Kostenlose Bilder bei Getty Images

24.04.2014 09:00:00
Getty zeigt nicht nur Bilder, sondern sich auch generös.

50 Millionen Bilder ganz umsonst. Zumindest unter bestimmten Bedingungen. Getty verteilt für private und journalistische Webseiten fast die Hälfte seiner Bilder gratis. Sie müssen nur ähnlich wie Youtube-Videos in einen Getty-Frame eingebunden werden. Der Betrachter sieht dann das Getty-Logo, eine Quellenangabe und drei Icons: Twitter, Tumblr und ein Logo für den HTML-Code zum weiteren Einbetten. Da lohnt sich das Raubkopieren ja gar nicht mehr. Aber was sind die Hintergedanken?

Embedded


Screenshot: Getty Ein »embedded journalist« ist ja gemeinhin ein Widerspruch in sich. Bisher kannte man das vor allem von Kampfeinsätzen der amerikanischen Armee. Was einerseits durchaus Zweifel an einer unabhängigen Berichterstattung aufkommen lässt, andererseits aber auch die Überlebenschancen des Berichterstatters erhöht. Bei der Army war das eine Reaktion auf den in Vietnam verlorenen Krieg an der Meinungsheimatfront. Jetzt bei Getty in gottlob friedlichem Umfeld ist das Embedden von Fotos auch die Reaktion auf einen verlorenen Krieg, nämlich den um das unerlaubte wilde Kopieren fremder Bilder. Bisher war Getty da eher für seinen Konfrontationskurs bekannt und wenn dann mal sogar Lizenznehmer wegen unlinzensierter Bildnutzung abgemahnt wurden, dann fiel das wohl auch unter friendly Fire oder Kollateralschaden

Aber warum?

Wenn man gegen eine Übermacht an Raubkopieren nicht bestehen kann, dann soll man doch besser an ihnen verdienen. Während im Verlagswesen langsam die Schraube zurück gedreht wird in Richtung kostenpflichtiger Inhalte und gegen die Internetgratiskultur, geht Getty nun den umgekehrten Weg. Für die redaktionelle Nutzung sind unzählige Bilder umsonst. Aber was hat Getty davon? Wie bei den anderen großen Gratiskraken geht es natürlich auch um die Monopolstellung am Markt. Aber auch um ganz banale Werbung. Die eingebetteten Bilder sind nur nur 500x650 Pixel groß. Wer es größer will, muss bezahlen und weiß ja jetzt glücklicherweise wo. Zudem behält sich Getty vor, über diesen Kanal auch Werbung zu zeigen. Und die Agentur kann die Nutzungsdaten auch auswerten und diese Auswertungen vermarkten. Außerdem ist es natürlich leicht spendabel zu sein, wenn man den Fotografen auch nichts zahlt. Mit embedded, mit gehangen.
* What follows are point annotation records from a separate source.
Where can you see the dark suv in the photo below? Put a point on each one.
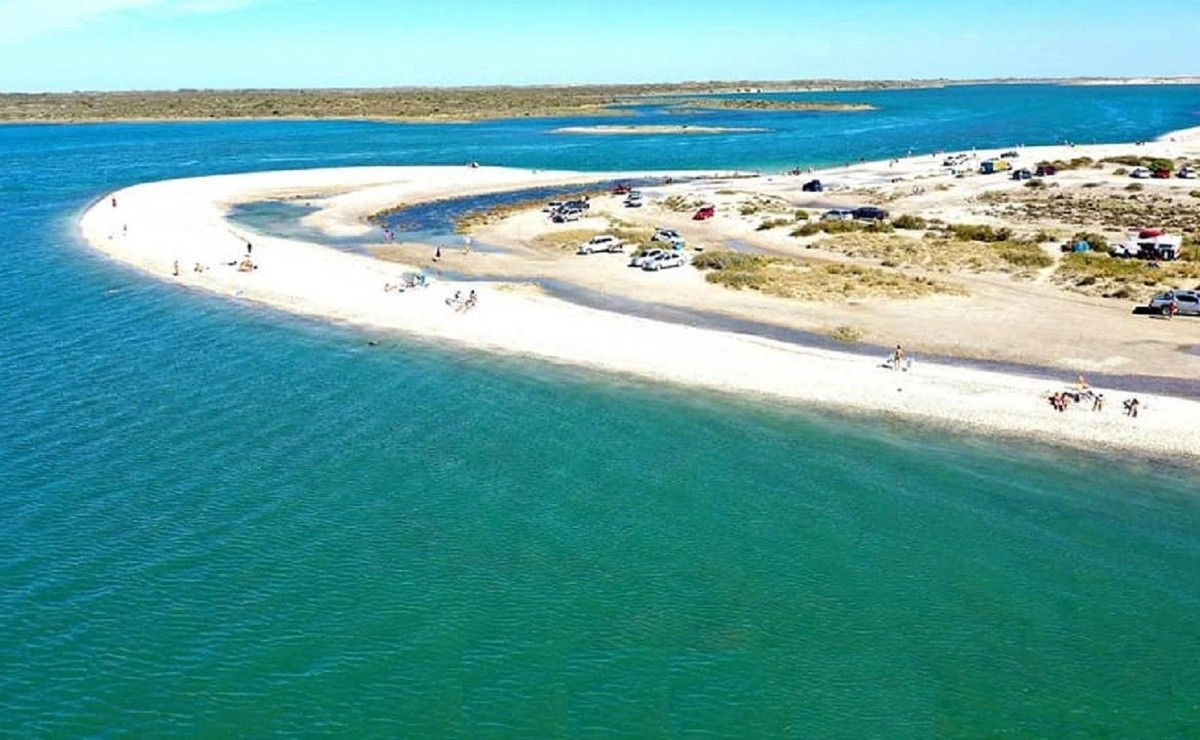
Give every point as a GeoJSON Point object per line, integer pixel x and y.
{"type": "Point", "coordinates": [869, 212]}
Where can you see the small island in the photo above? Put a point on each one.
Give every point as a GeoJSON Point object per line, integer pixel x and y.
{"type": "Point", "coordinates": [726, 103]}
{"type": "Point", "coordinates": [657, 130]}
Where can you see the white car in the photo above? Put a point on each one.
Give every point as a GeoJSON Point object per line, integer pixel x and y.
{"type": "Point", "coordinates": [641, 259]}
{"type": "Point", "coordinates": [669, 236]}
{"type": "Point", "coordinates": [603, 242]}
{"type": "Point", "coordinates": [667, 259]}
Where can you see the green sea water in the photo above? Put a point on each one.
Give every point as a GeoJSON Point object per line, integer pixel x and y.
{"type": "Point", "coordinates": [216, 519]}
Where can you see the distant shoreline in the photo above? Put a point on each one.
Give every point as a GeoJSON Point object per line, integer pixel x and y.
{"type": "Point", "coordinates": [633, 128]}
{"type": "Point", "coordinates": [460, 104]}
{"type": "Point", "coordinates": [183, 223]}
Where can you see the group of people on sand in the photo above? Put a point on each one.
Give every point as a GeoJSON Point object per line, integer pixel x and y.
{"type": "Point", "coordinates": [460, 304]}
{"type": "Point", "coordinates": [1081, 392]}
{"type": "Point", "coordinates": [408, 281]}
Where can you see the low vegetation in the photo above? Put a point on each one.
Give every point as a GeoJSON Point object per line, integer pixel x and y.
{"type": "Point", "coordinates": [793, 278]}
{"type": "Point", "coordinates": [635, 238]}
{"type": "Point", "coordinates": [829, 226]}
{"type": "Point", "coordinates": [681, 204]}
{"type": "Point", "coordinates": [1097, 274]}
{"type": "Point", "coordinates": [910, 222]}
{"type": "Point", "coordinates": [1074, 163]}
{"type": "Point", "coordinates": [395, 103]}
{"type": "Point", "coordinates": [847, 334]}
{"type": "Point", "coordinates": [735, 103]}
{"type": "Point", "coordinates": [946, 256]}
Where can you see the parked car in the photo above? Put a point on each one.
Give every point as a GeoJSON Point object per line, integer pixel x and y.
{"type": "Point", "coordinates": [661, 262]}
{"type": "Point", "coordinates": [603, 242]}
{"type": "Point", "coordinates": [565, 215]}
{"type": "Point", "coordinates": [1188, 302]}
{"type": "Point", "coordinates": [640, 259]}
{"type": "Point", "coordinates": [669, 236]}
{"type": "Point", "coordinates": [869, 212]}
{"type": "Point", "coordinates": [838, 215]}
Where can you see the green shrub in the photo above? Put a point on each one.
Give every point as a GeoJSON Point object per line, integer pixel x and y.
{"type": "Point", "coordinates": [725, 259]}
{"type": "Point", "coordinates": [829, 227]}
{"type": "Point", "coordinates": [1099, 242]}
{"type": "Point", "coordinates": [773, 223]}
{"type": "Point", "coordinates": [973, 232]}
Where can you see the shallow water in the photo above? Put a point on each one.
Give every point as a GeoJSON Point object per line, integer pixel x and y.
{"type": "Point", "coordinates": [223, 519]}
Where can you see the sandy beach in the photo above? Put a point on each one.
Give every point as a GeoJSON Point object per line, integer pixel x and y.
{"type": "Point", "coordinates": [155, 227]}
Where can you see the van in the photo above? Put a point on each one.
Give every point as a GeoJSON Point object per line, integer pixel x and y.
{"type": "Point", "coordinates": [869, 212]}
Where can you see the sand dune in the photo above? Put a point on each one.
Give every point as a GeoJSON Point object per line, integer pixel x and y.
{"type": "Point", "coordinates": [155, 226]}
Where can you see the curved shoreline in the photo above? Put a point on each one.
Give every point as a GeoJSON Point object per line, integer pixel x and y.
{"type": "Point", "coordinates": [155, 224]}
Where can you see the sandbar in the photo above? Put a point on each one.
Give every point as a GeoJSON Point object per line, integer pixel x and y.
{"type": "Point", "coordinates": [163, 228]}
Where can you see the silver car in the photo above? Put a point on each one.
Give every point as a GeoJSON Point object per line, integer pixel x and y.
{"type": "Point", "coordinates": [1188, 302]}
{"type": "Point", "coordinates": [645, 257]}
{"type": "Point", "coordinates": [667, 259]}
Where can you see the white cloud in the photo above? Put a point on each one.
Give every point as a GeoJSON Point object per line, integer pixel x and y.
{"type": "Point", "coordinates": [23, 19]}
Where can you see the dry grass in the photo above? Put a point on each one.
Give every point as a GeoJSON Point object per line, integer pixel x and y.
{"type": "Point", "coordinates": [395, 103]}
{"type": "Point", "coordinates": [1018, 258]}
{"type": "Point", "coordinates": [682, 204]}
{"type": "Point", "coordinates": [1107, 210]}
{"type": "Point", "coordinates": [635, 238]}
{"type": "Point", "coordinates": [797, 280]}
{"type": "Point", "coordinates": [1093, 274]}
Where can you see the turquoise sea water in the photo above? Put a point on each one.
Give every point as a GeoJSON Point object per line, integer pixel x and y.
{"type": "Point", "coordinates": [220, 519]}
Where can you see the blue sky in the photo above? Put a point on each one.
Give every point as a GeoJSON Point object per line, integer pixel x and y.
{"type": "Point", "coordinates": [125, 44]}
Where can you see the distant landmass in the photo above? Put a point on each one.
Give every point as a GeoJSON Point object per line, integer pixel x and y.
{"type": "Point", "coordinates": [454, 104]}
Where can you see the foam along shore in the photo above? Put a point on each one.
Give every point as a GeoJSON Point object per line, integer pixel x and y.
{"type": "Point", "coordinates": [631, 128]}
{"type": "Point", "coordinates": [156, 226]}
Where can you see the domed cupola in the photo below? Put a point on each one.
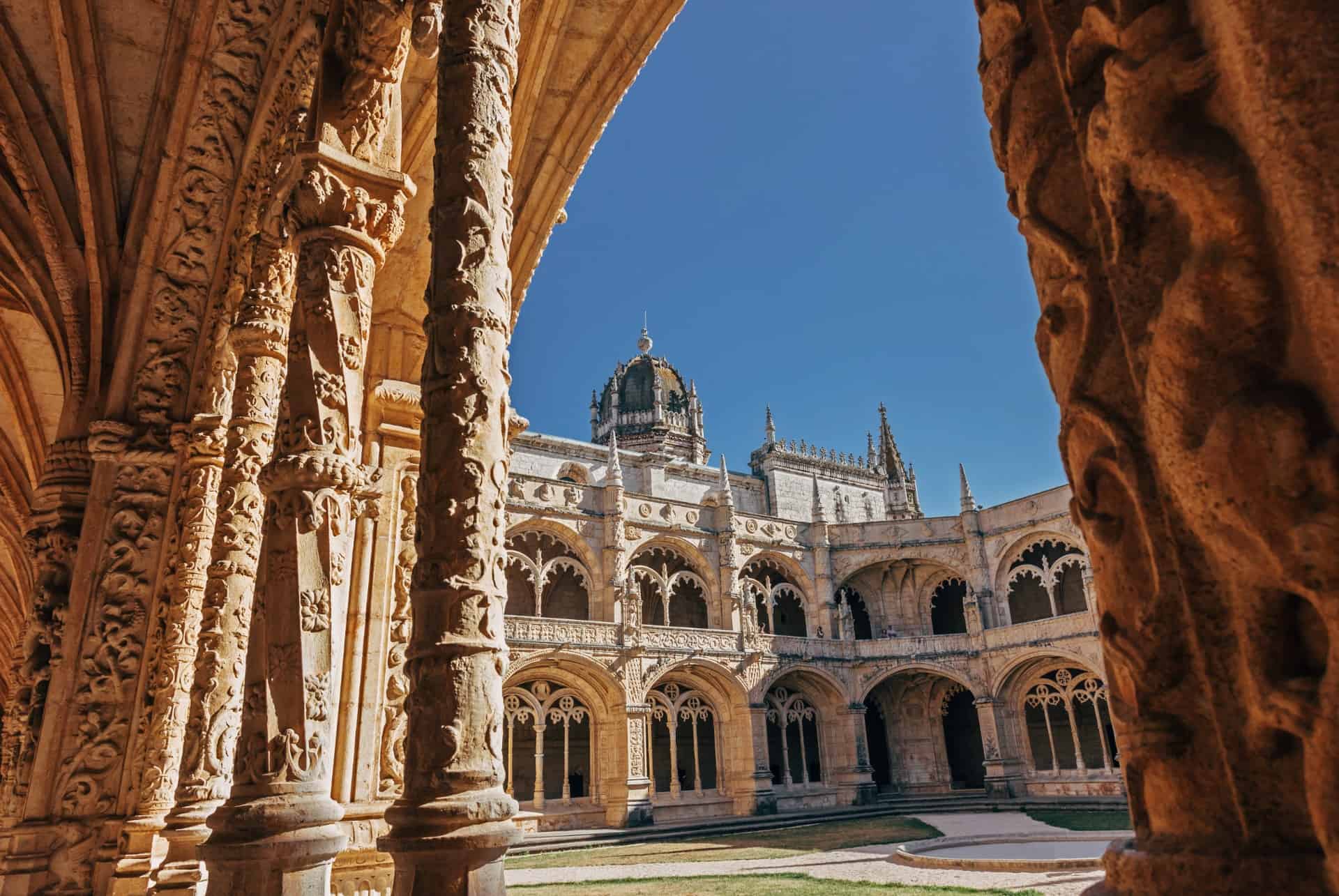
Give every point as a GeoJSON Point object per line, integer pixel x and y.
{"type": "Point", "coordinates": [653, 409]}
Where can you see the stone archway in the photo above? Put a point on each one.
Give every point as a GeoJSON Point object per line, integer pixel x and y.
{"type": "Point", "coordinates": [931, 733]}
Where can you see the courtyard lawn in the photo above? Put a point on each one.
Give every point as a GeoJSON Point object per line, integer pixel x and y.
{"type": "Point", "coordinates": [762, 844]}
{"type": "Point", "coordinates": [752, 886]}
{"type": "Point", "coordinates": [1075, 820]}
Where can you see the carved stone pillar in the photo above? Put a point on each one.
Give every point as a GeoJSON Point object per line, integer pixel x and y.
{"type": "Point", "coordinates": [278, 830]}
{"type": "Point", "coordinates": [52, 538]}
{"type": "Point", "coordinates": [260, 339]}
{"type": "Point", "coordinates": [765, 798]}
{"type": "Point", "coordinates": [452, 828]}
{"type": "Point", "coordinates": [637, 810]}
{"type": "Point", "coordinates": [1172, 169]}
{"type": "Point", "coordinates": [1004, 772]}
{"type": "Point", "coordinates": [856, 778]}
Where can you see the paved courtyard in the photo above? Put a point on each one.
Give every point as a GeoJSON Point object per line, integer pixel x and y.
{"type": "Point", "coordinates": [870, 864]}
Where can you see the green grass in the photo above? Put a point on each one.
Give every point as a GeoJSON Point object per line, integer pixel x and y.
{"type": "Point", "coordinates": [752, 886]}
{"type": "Point", "coordinates": [764, 844]}
{"type": "Point", "coordinates": [1075, 820]}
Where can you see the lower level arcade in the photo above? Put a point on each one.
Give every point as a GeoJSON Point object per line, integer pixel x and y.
{"type": "Point", "coordinates": [815, 734]}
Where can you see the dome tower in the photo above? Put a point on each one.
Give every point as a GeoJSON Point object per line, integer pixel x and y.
{"type": "Point", "coordinates": [651, 407]}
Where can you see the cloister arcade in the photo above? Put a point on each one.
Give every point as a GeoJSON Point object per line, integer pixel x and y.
{"type": "Point", "coordinates": [672, 591]}
{"type": "Point", "coordinates": [1045, 579]}
{"type": "Point", "coordinates": [777, 598]}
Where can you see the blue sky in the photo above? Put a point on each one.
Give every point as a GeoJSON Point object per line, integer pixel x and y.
{"type": "Point", "coordinates": [803, 202]}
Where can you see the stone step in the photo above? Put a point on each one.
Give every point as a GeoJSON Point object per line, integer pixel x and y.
{"type": "Point", "coordinates": [887, 805]}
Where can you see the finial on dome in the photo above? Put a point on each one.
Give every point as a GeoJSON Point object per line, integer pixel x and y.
{"type": "Point", "coordinates": [964, 489]}
{"type": "Point", "coordinates": [644, 343]}
{"type": "Point", "coordinates": [615, 474]}
{"type": "Point", "coordinates": [726, 493]}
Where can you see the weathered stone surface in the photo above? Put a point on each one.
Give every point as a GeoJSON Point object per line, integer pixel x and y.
{"type": "Point", "coordinates": [234, 539]}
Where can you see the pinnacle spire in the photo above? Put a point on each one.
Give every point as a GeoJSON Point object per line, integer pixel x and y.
{"type": "Point", "coordinates": [820, 515]}
{"type": "Point", "coordinates": [966, 490]}
{"type": "Point", "coordinates": [644, 342]}
{"type": "Point", "coordinates": [615, 474]}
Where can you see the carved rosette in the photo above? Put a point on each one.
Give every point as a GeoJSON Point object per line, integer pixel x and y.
{"type": "Point", "coordinates": [202, 443]}
{"type": "Point", "coordinates": [394, 720]}
{"type": "Point", "coordinates": [458, 655]}
{"type": "Point", "coordinates": [1132, 139]}
{"type": "Point", "coordinates": [260, 340]}
{"type": "Point", "coordinates": [89, 778]}
{"type": "Point", "coordinates": [347, 216]}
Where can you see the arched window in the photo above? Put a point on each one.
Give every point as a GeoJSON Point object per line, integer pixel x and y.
{"type": "Point", "coordinates": [575, 473]}
{"type": "Point", "coordinates": [777, 599]}
{"type": "Point", "coordinates": [1046, 580]}
{"type": "Point", "coordinates": [545, 577]}
{"type": "Point", "coordinates": [858, 618]}
{"type": "Point", "coordinates": [1069, 724]}
{"type": "Point", "coordinates": [793, 740]}
{"type": "Point", "coordinates": [685, 746]}
{"type": "Point", "coordinates": [672, 592]}
{"type": "Point", "coordinates": [535, 773]}
{"type": "Point", "coordinates": [946, 607]}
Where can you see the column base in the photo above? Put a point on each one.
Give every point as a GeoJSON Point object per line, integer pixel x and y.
{"type": "Point", "coordinates": [452, 846]}
{"type": "Point", "coordinates": [275, 845]}
{"type": "Point", "coordinates": [1136, 872]}
{"type": "Point", "coordinates": [181, 871]}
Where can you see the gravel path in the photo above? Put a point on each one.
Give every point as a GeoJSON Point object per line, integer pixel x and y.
{"type": "Point", "coordinates": [857, 863]}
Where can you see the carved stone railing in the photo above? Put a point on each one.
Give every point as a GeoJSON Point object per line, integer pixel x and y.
{"type": "Point", "coordinates": [914, 646]}
{"type": "Point", "coordinates": [649, 510]}
{"type": "Point", "coordinates": [693, 639]}
{"type": "Point", "coordinates": [529, 490]}
{"type": "Point", "coordinates": [723, 641]}
{"type": "Point", "coordinates": [891, 533]}
{"type": "Point", "coordinates": [761, 528]}
{"type": "Point", "coordinates": [561, 631]}
{"type": "Point", "coordinates": [1053, 628]}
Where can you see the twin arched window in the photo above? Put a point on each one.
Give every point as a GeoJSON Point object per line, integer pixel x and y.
{"type": "Point", "coordinates": [545, 577]}
{"type": "Point", "coordinates": [946, 607]}
{"type": "Point", "coordinates": [794, 747]}
{"type": "Point", "coordinates": [672, 592]}
{"type": "Point", "coordinates": [685, 741]}
{"type": "Point", "coordinates": [776, 598]}
{"type": "Point", "coordinates": [534, 772]}
{"type": "Point", "coordinates": [1046, 580]}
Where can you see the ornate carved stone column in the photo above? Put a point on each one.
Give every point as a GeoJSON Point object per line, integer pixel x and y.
{"type": "Point", "coordinates": [201, 449]}
{"type": "Point", "coordinates": [453, 824]}
{"type": "Point", "coordinates": [278, 830]}
{"type": "Point", "coordinates": [52, 538]}
{"type": "Point", "coordinates": [260, 340]}
{"type": "Point", "coordinates": [1171, 165]}
{"type": "Point", "coordinates": [765, 798]}
{"type": "Point", "coordinates": [857, 778]}
{"type": "Point", "coordinates": [637, 808]}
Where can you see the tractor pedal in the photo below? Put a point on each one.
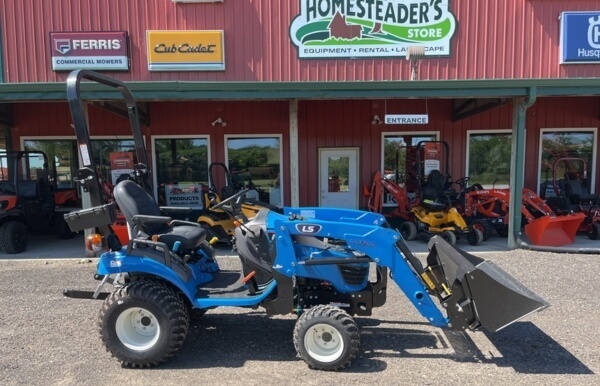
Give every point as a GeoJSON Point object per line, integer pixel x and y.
{"type": "Point", "coordinates": [250, 282]}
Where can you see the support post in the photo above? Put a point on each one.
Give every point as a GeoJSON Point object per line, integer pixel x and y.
{"type": "Point", "coordinates": [517, 163]}
{"type": "Point", "coordinates": [294, 160]}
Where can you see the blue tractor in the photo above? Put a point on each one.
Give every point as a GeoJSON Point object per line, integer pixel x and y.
{"type": "Point", "coordinates": [324, 265]}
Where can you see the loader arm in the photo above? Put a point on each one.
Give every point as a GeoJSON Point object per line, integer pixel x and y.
{"type": "Point", "coordinates": [475, 293]}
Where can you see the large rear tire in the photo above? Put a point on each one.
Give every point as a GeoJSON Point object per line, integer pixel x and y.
{"type": "Point", "coordinates": [13, 237]}
{"type": "Point", "coordinates": [326, 338]}
{"type": "Point", "coordinates": [62, 230]}
{"type": "Point", "coordinates": [484, 226]}
{"type": "Point", "coordinates": [475, 237]}
{"type": "Point", "coordinates": [143, 324]}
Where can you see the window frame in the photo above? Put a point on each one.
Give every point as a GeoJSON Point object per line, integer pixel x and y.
{"type": "Point", "coordinates": [591, 168]}
{"type": "Point", "coordinates": [182, 136]}
{"type": "Point", "coordinates": [468, 147]}
{"type": "Point", "coordinates": [384, 134]}
{"type": "Point", "coordinates": [226, 139]}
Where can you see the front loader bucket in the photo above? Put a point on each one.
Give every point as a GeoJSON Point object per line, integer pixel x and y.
{"type": "Point", "coordinates": [475, 292]}
{"type": "Point", "coordinates": [554, 231]}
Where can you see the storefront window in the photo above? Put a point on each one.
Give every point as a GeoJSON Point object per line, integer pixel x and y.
{"type": "Point", "coordinates": [399, 160]}
{"type": "Point", "coordinates": [488, 159]}
{"type": "Point", "coordinates": [556, 144]}
{"type": "Point", "coordinates": [181, 171]}
{"type": "Point", "coordinates": [114, 159]}
{"type": "Point", "coordinates": [255, 163]}
{"type": "Point", "coordinates": [61, 162]}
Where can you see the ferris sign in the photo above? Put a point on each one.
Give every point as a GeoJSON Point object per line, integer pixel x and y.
{"type": "Point", "coordinates": [372, 28]}
{"type": "Point", "coordinates": [89, 50]}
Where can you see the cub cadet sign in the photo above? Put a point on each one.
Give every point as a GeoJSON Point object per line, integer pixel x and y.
{"type": "Point", "coordinates": [371, 28]}
{"type": "Point", "coordinates": [185, 50]}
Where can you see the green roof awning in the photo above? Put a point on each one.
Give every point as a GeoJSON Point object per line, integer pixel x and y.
{"type": "Point", "coordinates": [151, 91]}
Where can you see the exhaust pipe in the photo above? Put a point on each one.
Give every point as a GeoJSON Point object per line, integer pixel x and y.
{"type": "Point", "coordinates": [475, 292]}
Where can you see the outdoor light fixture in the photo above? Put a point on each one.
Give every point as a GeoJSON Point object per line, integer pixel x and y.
{"type": "Point", "coordinates": [414, 54]}
{"type": "Point", "coordinates": [219, 120]}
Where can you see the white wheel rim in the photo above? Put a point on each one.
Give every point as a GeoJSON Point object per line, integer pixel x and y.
{"type": "Point", "coordinates": [137, 328]}
{"type": "Point", "coordinates": [324, 343]}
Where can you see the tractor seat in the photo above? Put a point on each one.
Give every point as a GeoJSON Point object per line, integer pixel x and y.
{"type": "Point", "coordinates": [577, 192]}
{"type": "Point", "coordinates": [255, 248]}
{"type": "Point", "coordinates": [146, 220]}
{"type": "Point", "coordinates": [433, 193]}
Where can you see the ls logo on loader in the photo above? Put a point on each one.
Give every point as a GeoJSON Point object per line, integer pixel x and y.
{"type": "Point", "coordinates": [308, 228]}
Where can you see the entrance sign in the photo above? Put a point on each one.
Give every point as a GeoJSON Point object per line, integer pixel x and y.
{"type": "Point", "coordinates": [579, 37]}
{"type": "Point", "coordinates": [371, 28]}
{"type": "Point", "coordinates": [406, 119]}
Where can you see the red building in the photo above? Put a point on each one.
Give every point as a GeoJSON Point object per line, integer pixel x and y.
{"type": "Point", "coordinates": [262, 87]}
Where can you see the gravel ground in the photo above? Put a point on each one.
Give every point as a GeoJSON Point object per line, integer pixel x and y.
{"type": "Point", "coordinates": [47, 339]}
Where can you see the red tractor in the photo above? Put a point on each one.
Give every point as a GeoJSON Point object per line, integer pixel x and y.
{"type": "Point", "coordinates": [488, 209]}
{"type": "Point", "coordinates": [28, 202]}
{"type": "Point", "coordinates": [572, 194]}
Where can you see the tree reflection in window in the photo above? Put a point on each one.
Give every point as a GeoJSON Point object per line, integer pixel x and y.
{"type": "Point", "coordinates": [254, 163]}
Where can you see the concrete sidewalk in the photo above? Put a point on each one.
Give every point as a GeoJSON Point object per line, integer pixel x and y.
{"type": "Point", "coordinates": [48, 247]}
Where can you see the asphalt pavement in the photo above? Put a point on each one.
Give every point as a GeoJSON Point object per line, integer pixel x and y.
{"type": "Point", "coordinates": [47, 339]}
{"type": "Point", "coordinates": [43, 246]}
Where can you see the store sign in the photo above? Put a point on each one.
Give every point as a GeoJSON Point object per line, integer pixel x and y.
{"type": "Point", "coordinates": [406, 119]}
{"type": "Point", "coordinates": [372, 28]}
{"type": "Point", "coordinates": [579, 37]}
{"type": "Point", "coordinates": [185, 50]}
{"type": "Point", "coordinates": [89, 50]}
{"type": "Point", "coordinates": [184, 196]}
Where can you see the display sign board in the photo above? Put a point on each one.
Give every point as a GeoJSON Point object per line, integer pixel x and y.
{"type": "Point", "coordinates": [579, 37]}
{"type": "Point", "coordinates": [184, 196]}
{"type": "Point", "coordinates": [121, 166]}
{"type": "Point", "coordinates": [185, 50]}
{"type": "Point", "coordinates": [432, 157]}
{"type": "Point", "coordinates": [89, 50]}
{"type": "Point", "coordinates": [365, 29]}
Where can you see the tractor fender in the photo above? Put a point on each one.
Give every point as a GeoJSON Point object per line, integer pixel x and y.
{"type": "Point", "coordinates": [185, 280]}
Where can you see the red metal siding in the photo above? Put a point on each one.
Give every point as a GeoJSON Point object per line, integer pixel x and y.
{"type": "Point", "coordinates": [494, 39]}
{"type": "Point", "coordinates": [347, 124]}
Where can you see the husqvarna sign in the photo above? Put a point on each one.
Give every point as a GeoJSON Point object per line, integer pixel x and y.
{"type": "Point", "coordinates": [372, 28]}
{"type": "Point", "coordinates": [580, 37]}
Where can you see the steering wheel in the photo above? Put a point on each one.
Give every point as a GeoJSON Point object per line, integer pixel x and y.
{"type": "Point", "coordinates": [462, 182]}
{"type": "Point", "coordinates": [229, 200]}
{"type": "Point", "coordinates": [140, 170]}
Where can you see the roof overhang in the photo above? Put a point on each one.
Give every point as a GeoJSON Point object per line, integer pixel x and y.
{"type": "Point", "coordinates": [152, 91]}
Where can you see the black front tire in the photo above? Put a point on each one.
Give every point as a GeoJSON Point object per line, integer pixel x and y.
{"type": "Point", "coordinates": [484, 226]}
{"type": "Point", "coordinates": [408, 230]}
{"type": "Point", "coordinates": [449, 237]}
{"type": "Point", "coordinates": [594, 231]}
{"type": "Point", "coordinates": [326, 338]}
{"type": "Point", "coordinates": [13, 237]}
{"type": "Point", "coordinates": [63, 232]}
{"type": "Point", "coordinates": [143, 323]}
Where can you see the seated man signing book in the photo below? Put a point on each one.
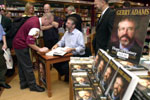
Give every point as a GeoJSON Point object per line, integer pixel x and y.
{"type": "Point", "coordinates": [74, 41]}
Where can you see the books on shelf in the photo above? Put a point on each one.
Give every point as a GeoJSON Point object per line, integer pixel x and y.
{"type": "Point", "coordinates": [122, 85]}
{"type": "Point", "coordinates": [128, 36]}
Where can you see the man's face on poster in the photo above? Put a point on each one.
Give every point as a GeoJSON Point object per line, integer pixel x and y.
{"type": "Point", "coordinates": [118, 85]}
{"type": "Point", "coordinates": [100, 66]}
{"type": "Point", "coordinates": [126, 32]}
{"type": "Point", "coordinates": [84, 94]}
{"type": "Point", "coordinates": [80, 80]}
{"type": "Point", "coordinates": [107, 74]}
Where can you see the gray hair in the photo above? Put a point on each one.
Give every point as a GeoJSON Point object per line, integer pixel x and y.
{"type": "Point", "coordinates": [71, 8]}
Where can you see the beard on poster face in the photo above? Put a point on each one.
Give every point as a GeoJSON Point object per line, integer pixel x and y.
{"type": "Point", "coordinates": [115, 92]}
{"type": "Point", "coordinates": [125, 40]}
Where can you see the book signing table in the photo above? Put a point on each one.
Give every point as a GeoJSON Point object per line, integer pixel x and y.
{"type": "Point", "coordinates": [47, 61]}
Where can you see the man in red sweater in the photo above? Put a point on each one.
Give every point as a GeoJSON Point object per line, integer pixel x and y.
{"type": "Point", "coordinates": [25, 39]}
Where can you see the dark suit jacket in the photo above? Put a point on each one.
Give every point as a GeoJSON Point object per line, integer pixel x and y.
{"type": "Point", "coordinates": [6, 23]}
{"type": "Point", "coordinates": [103, 30]}
{"type": "Point", "coordinates": [135, 48]}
Werbung oder nicht Werbung


Screenshot: Getty Wer einen Blog betreibt, dem kann das Fotografenschicksal natürlich auch erst mal egal sein. Und je großartiger das Bild, desto größer die Chance, dass der Lichtbildner schon den ein oder anderen Euro damit verdient hat. Getty verbietet eine kommerzielle Nutzung, versteht darunter allerdings nicht – zumindest dem ein oder anderen Interview der Verantwortlichen zu Folge –, wenn der Nachrichtendienst oder der Blog auch Anzeigen beinhaltet. Was ja auch widersinnig wäre, da Getty selbst Anzeigen über den Bilderviewer vertreiben kann. Klassische Werbung oder PR-Arbeit ist mit den Bildern dagegen immer verboten. Wie nicht anders zu erwarten, verbieten die Nutzungsbedingungen auch alles was den Sittenwächtern missfällt. Eine Pornoseite mit Bildikonen von Kennedy bis Armstrong wird es also auch in Zukunft nicht geben. Aber Getty behält sich sowieso vor, die Bilder wieder abzuziehen. Wem also wichtig ist, dass auf seiner Webseite alles so bleibt wie es ist, der sollte sich seine Fotos vielleicht woanders besorgen. Individueller ist es sowieso. Es gibt ja durchaus Fotografen, die noch Termine frei haben.